O investigador Luís Bernardino considera que uma Cabinda desligada de Angola seria rapidamente absorvida por outros países da região, defendendo soluções que passem por um referendo e uma mudança de postura de independentistas e do Governo angolano.
O investigador do Centro de Estudos Internacionais do Instituto Universitário de Lisboa (CEI-IUL) disse à Lusa que a questão de Cabinda foi sempre “complexa” para o Estado angolano, e não recebeu a devida atenção “por ter ficado diluída” devido à guerra civil de quase três décadas após a independência.
“O que tem estado associado a esta questão é sempre uma vontade de Cabinda se autonomizar relativamente a Angola”, enquanto o Governo angolano (apoiado pelo MPLA, partido no poder desde 1975) tem outro entendimento e sempre teve uma postura “muito pouco atenta” a estas pretensões, explicou o também docente.

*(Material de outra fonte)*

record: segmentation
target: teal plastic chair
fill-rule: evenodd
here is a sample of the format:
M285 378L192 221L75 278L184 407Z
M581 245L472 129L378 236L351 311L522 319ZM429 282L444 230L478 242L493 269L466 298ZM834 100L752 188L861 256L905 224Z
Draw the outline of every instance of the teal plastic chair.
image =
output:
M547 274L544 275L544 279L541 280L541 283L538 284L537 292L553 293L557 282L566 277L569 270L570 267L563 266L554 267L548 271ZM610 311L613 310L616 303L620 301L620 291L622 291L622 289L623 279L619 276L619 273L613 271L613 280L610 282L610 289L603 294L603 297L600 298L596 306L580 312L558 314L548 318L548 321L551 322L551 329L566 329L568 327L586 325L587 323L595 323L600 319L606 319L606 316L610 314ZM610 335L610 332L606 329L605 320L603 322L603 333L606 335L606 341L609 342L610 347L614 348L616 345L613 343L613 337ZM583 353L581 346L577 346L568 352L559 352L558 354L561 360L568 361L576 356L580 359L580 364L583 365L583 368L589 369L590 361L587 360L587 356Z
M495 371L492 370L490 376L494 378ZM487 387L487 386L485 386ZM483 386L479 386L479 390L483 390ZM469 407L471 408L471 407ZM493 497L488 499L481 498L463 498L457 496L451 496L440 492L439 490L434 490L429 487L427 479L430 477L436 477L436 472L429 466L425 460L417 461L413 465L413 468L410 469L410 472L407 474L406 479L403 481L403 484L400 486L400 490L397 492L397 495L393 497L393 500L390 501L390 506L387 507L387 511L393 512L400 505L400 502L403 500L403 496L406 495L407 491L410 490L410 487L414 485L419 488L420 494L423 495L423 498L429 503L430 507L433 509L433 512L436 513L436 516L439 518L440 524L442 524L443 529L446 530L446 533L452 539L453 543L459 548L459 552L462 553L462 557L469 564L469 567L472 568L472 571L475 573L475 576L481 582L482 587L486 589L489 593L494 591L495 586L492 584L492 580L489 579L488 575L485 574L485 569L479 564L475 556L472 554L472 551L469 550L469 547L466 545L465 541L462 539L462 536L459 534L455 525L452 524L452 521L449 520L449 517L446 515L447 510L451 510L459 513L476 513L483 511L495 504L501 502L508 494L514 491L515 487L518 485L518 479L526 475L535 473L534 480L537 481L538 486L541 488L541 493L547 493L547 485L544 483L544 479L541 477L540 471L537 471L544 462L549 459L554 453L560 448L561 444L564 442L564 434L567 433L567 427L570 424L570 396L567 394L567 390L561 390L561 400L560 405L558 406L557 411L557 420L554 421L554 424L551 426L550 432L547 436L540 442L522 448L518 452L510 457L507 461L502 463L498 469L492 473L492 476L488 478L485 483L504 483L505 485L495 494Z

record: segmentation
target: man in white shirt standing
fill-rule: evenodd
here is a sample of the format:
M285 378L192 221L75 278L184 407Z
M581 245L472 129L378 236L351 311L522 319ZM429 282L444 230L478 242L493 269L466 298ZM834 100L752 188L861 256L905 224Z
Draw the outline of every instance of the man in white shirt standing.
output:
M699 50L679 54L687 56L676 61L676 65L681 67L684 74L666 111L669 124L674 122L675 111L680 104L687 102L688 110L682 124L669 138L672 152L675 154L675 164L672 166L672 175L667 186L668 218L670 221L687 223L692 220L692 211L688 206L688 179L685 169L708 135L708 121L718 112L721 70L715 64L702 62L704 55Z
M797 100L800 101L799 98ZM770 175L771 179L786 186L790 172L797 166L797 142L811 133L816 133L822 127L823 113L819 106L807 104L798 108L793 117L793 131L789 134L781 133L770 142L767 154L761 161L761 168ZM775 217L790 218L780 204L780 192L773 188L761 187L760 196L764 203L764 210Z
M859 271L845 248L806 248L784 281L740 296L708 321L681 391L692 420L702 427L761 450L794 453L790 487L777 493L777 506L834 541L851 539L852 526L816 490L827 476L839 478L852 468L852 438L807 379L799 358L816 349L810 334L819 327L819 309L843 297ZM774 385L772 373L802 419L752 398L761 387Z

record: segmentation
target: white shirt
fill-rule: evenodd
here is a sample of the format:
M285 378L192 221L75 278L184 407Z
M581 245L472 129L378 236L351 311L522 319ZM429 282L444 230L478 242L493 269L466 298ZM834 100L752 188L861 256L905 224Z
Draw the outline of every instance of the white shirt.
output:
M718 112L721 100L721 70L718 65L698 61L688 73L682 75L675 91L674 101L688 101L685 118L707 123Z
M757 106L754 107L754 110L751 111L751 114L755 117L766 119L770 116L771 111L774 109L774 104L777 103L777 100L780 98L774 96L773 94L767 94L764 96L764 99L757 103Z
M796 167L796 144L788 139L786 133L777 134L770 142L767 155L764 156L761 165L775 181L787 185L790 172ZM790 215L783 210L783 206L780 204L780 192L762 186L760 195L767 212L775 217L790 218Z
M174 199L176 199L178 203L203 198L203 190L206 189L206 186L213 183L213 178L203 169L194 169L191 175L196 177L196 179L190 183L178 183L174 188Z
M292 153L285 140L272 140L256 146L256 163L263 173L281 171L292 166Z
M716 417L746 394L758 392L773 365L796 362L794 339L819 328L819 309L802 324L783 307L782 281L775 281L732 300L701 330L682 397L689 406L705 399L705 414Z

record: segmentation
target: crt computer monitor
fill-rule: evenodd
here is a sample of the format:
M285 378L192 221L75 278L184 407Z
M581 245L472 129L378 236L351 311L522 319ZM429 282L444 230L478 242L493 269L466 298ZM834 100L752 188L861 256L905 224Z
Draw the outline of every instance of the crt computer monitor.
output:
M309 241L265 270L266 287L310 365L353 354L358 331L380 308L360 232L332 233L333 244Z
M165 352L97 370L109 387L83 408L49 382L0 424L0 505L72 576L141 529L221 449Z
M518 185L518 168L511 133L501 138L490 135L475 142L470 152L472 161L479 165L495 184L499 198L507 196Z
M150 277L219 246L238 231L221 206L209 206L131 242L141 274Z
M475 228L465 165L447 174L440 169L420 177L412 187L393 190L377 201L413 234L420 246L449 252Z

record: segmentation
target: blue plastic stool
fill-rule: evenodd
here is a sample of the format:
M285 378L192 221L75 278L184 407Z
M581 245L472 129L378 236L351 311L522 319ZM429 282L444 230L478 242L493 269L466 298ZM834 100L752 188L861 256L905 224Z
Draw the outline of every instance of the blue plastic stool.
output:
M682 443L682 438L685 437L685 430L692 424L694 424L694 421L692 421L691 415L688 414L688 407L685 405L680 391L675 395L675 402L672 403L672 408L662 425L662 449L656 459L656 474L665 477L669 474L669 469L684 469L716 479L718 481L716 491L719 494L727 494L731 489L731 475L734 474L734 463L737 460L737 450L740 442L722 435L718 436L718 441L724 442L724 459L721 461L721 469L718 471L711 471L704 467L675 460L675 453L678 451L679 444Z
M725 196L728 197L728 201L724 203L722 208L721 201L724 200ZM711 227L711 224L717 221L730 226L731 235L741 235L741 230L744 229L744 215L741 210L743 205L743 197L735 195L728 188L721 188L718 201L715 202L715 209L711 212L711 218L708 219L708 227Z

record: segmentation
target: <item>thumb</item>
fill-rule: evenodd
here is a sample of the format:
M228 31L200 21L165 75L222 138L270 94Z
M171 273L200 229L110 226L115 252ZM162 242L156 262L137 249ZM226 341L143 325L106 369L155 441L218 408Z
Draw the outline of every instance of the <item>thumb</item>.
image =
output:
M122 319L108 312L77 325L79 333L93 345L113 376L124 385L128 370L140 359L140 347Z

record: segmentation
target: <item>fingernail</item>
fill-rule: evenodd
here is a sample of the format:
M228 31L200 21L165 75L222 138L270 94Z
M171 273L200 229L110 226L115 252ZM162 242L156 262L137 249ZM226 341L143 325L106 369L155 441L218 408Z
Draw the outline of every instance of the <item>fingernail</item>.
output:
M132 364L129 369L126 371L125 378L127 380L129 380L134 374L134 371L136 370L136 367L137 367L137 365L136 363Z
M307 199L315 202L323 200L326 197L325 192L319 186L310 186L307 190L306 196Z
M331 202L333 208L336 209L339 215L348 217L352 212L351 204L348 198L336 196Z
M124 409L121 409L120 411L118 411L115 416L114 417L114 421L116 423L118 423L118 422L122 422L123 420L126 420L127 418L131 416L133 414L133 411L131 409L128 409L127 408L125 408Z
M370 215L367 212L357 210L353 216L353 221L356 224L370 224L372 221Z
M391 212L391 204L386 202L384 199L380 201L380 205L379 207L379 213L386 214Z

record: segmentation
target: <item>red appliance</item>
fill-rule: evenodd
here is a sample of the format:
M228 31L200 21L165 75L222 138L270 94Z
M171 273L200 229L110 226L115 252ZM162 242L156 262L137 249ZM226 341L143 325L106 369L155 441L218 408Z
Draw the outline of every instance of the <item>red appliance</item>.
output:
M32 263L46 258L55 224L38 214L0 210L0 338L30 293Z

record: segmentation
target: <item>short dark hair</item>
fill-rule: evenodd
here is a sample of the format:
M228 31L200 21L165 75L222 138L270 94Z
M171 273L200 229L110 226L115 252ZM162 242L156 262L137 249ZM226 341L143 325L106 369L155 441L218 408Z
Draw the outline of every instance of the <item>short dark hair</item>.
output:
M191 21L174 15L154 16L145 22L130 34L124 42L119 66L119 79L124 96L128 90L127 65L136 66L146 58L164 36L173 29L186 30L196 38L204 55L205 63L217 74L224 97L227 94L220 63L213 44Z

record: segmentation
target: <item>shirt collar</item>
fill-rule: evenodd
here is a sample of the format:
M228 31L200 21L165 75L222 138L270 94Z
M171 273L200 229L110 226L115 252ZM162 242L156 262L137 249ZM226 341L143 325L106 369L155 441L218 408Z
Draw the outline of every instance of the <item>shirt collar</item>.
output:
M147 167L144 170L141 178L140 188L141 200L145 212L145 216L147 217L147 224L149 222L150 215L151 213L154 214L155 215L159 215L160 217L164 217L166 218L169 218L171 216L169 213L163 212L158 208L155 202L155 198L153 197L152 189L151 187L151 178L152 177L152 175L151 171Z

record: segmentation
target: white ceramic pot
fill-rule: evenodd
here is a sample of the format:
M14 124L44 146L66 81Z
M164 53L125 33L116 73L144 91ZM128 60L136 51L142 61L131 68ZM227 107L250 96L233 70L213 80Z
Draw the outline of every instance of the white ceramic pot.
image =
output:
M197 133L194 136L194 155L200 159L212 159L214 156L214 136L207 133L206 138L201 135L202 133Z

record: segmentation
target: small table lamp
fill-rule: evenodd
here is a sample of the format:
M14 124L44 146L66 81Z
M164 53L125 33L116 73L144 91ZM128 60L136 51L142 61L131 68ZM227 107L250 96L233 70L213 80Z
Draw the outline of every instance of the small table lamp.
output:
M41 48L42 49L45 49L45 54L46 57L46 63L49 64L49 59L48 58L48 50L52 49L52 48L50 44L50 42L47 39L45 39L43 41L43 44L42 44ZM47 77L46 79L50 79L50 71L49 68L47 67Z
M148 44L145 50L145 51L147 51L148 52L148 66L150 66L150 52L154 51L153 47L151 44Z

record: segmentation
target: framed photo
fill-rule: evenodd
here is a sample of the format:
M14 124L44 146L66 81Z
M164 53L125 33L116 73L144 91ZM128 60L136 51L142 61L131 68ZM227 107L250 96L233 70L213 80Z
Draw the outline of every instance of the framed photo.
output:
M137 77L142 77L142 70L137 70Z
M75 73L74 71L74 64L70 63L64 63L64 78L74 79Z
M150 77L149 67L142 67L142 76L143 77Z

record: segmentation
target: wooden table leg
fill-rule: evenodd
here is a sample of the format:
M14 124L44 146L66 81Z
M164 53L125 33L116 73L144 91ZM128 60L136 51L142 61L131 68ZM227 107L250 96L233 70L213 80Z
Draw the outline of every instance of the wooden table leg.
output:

A região de Cabinda tem sido, assim, mantida sob um regime especial, com uma forte presença militar e é através desta militarização da província que se exerce também o controlo político, considerou.
Luís Bernardino defendeu que qualquer solução para Cabinda deve passar por um referendo que permita avaliar qual o sentimento da população sobre esta questão, e se é mais favorável à autonomia, independência, ou manter a ligação a Angola, procurando que esta decisão não seja influenciada pelas potências regionais à volta daquela província do norte de Angola, mas descontinuada geograficamente.
“Esse é que é o problema, se Cabinda se tornasse uma província desligada de Angola, automaticamente vai ser absorvida pelas potencias regionais que estão à volta”, como a República Democrática do Congo e outros que têm interesse nas riquezas da região, essencialmente o petróleo, sublinhou o especialista em defesa e segurança.
No entanto, “manter esta situação pela força, vai desgastar, até criar o que pode ser uma tensão regional, que pode levar a uma militarização, uma área de conflito que não interessa nem a Angola nem às populações ou às FLEC [Frente para a Libertação do Enclave de Cabinda-Forças Armadas de Cabinda], que estão envolvidas neste processo político”, comentou.
O académico sugeriu que poderia encontrar-se um processo que tornasse Cabinda numa região autónoma gerida por Angola, o que não seria fácil de aceitar por Luanda, reconheceu, mas iria aliviar a tensão.
Quanto à FLEC, considerou que deve evoluir para uma força política, em vez de continuar associada a um movimento militar independentista, e “moderar o seu discurso e a sua forma de atuar, tanto internamente, na província de Cabinda, como externamente”, já que o movimento se esforça por manter uma política externa dinâmica e viva.
Apesar de a FLEC manter algumas ações de guerrilha contra as forças armadas angolanas em Cabinda, Luís Bernardino disse acreditar que a sua maior força está no exterior, na sua capacidade internacional de tentar mobilizar o apoio de outros países da região para a sua causa.
“Isso é algo que pode transformar este conflito, levar a que este conflito possa extravasar a própria dimensão de Cabinda e incluir outros atores não só africanos, mas também europeus”, observou.
“Às FLEC interessa-lhes internacionalizar o conflito (…) colocar a questão de Cabinda na agenda internacional para que tenha maior dimensão, enquanto aos países que têm ligação com Angola interessa o contrário”, prosseguiu o investigador, salientando que Portugal nunca se deverá envolver nesta questão, “não só pelas razões históricas, mas também pelo impacto que tem naquilo que é a sua política externa”.
Considerou, por outro lado, que a realização de um referendo seria um passo para que Angola “desse voz” ao povo cabindense, partindo-se daí para uma negociação partilhada sobre uma eventual autonomia.
“Mas isto passa por uma mudança radical das FLEC. Há aqui uma tensão latente em que ambas as partes estão extremadas (…) esta situação está a ser mantida um bocado pela força, até quando não sabemos, mas há aqui situações muito complexas e isto implica obviamente uma mudança de postura de ambas as partes”, comentou.
A FLEC mantém há vários anos uma luta pela independência do território, de onde provém grande parte do petróleo angolano, alegando que o enclave era um protetorado português - tal como ficou estabelecido no Tratado de Simulambuco, assinado em 1885 - e não parte integrante do território angolano.